Based on susceptibility to infection, turnover rate, and resistance to HIV-1 cytopathic effects, the macrophage represents a reasonable candidate for the second phase compartment. To determine whether terminally differentiated macrophages meet the kinetic criteria described above, we measured kM in monocyte-derived macrophages (MDM) using time of addition experiments.10 The completion of reverse transcription was slower in MDM than in CD4+ T lymphoblasts (Fig. 1C). However, the interval between completion of reverse transcription, measured by loss of EFV-mediated inhibition, and completion of integration, measured by loss of RAL-mediated inhibition, was short in both cell types (~0.14 days). If this interval is an accurate reflection of the transition from M1 to M2 cells, then kM for macrophages is approximately 7.14 day–1. Thus for reasonable values of δM1 (0.69–0.05 day–1),7,10 the shoulder is short (3.1–3.3h), and the reduction in second phase viremia on RAL due to the stage effect is small (0.6–0.7%).

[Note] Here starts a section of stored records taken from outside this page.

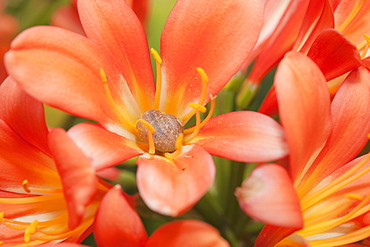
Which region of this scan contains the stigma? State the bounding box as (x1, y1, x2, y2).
(136, 110, 184, 153)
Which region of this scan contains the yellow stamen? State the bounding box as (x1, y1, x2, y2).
(309, 225, 370, 247)
(301, 153, 370, 211)
(184, 95, 216, 135)
(188, 103, 207, 113)
(345, 193, 364, 201)
(300, 194, 370, 237)
(180, 67, 209, 122)
(22, 180, 31, 193)
(151, 48, 163, 110)
(100, 68, 136, 133)
(183, 105, 203, 144)
(164, 134, 184, 161)
(361, 34, 370, 59)
(137, 119, 156, 154)
(338, 0, 366, 32)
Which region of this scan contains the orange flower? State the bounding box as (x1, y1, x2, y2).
(0, 77, 109, 246)
(51, 0, 150, 35)
(0, 0, 18, 82)
(5, 0, 289, 216)
(237, 52, 370, 246)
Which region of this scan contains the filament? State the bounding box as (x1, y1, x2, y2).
(151, 48, 163, 110)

If the fundamental assumption of viral dynamics models is correct (complete or near complete inhibition of ongoing replication) and if macrophages derived from monocytes by in vitro differentiation accurately model infection in vivo, then differentiated macrophages do not meet the kinetic criteria for the second phase compartment. It is possible that the fundamental assumption is not satisfied and that the virus continues to replicate in patients on HAART. However, this assumption is strongly supported by recent pharmacodynamic11 and treatment intensification studies,12 and thus alternatives for the second phase compartment should be considered. The second phase may reflect infection of monocytes, which differentiate into macrophages after leaving the circulation. Integration is delayed in monocytes, occurring days not hours after integration.13 In resting CD4+ T cells, integration may be delayed by a block in nuclear import.9,10,14–18 Both cell types thus represent candidates for the second phase compartment. Interestingly, the length of the shoulder (Fig. 1B) is also influenced by the decay of early stage infected cells (δM1). In in vitro studies,10 the decay rate of unintegrated viral genomes in resting CD4+ T cells is too rapid (t1/2=1 day) to be consistent with the observed second phase decay. However, in vivo studies of the loss of recoverable virus from resting CD4+ T cells following initiation of therapy suggest a slower decay.17
These results highlight the importance of definitively identifying the cells responsible for the second phase decay. While macrophages have often been considered as the source, the measured kinetics of replication in differentiated macrophages are not consistent with predictions from standard models of viral dynamics, and thus other cell types should be considered.
This work was supported by the Doris Duke Charitable Foundation and by NIH Grants AI51178 and AI081600. A.S. was supported by NIH Grants T32 AI07247 and T32 AI007291.
No competing financial interests exist.